Die Antragsgegnerin zu 2), eine GmbH mit Sitz ebenfalls in Regensburg, verpflichtete sich schriftlich unter dem 27. Mai 2016 gegenüber der Antragstellerin, für das Honorar, das die Antragstellerin gegenüber der Antragsgegnerin zu 1) aus dem Prüfauftrag zu beanspruchen hat, einzustehen und auf erstes Anfordern Zahlung zu leisten.
Weil nach Auftragsdurchführung keine Zahlung erbracht wurde, erhob die Antragstellerin unter dem 23. Dezember 2019 Klage zum Landgericht München I mit dem Antrag, die Antragsgegnerinnen zu 1) und 2) als Gesamtschuldnerinnen zur Zahlung zu verurteilen.

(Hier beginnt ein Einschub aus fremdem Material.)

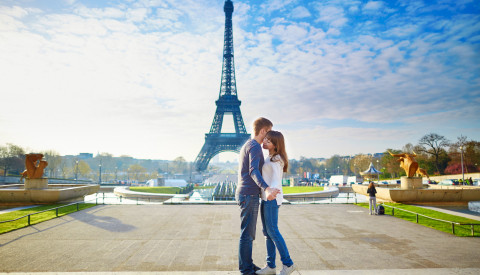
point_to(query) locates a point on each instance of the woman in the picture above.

Mit Schriftsatz gleichen Datums stellte sie zum Oberlandesgericht München Antrag auf Bestimmung des zuständigen Gerichts mit der Begründung, ein gemeinsamer Gerichtsstand sei infolge der nur mit der Antragsgegnerin zu 1), nicht aber der Antragsgegnerin zu 2) getroffenen Gerichtsstandsvereinbarung nicht gegeben. Der Antragsgegnerin zu 2) sei eine Verhandlung vor dem Landgericht München I zumutbar. Sie sei die Muttergesellschaft der Antragsgegnerin zu 1); ihr Geschäftsführer sei auch faktischer Geschäftsführer der Antragsgegnerin zu 1). Daher möge das Landgericht München I als zuständiges Gericht bestimmt werden.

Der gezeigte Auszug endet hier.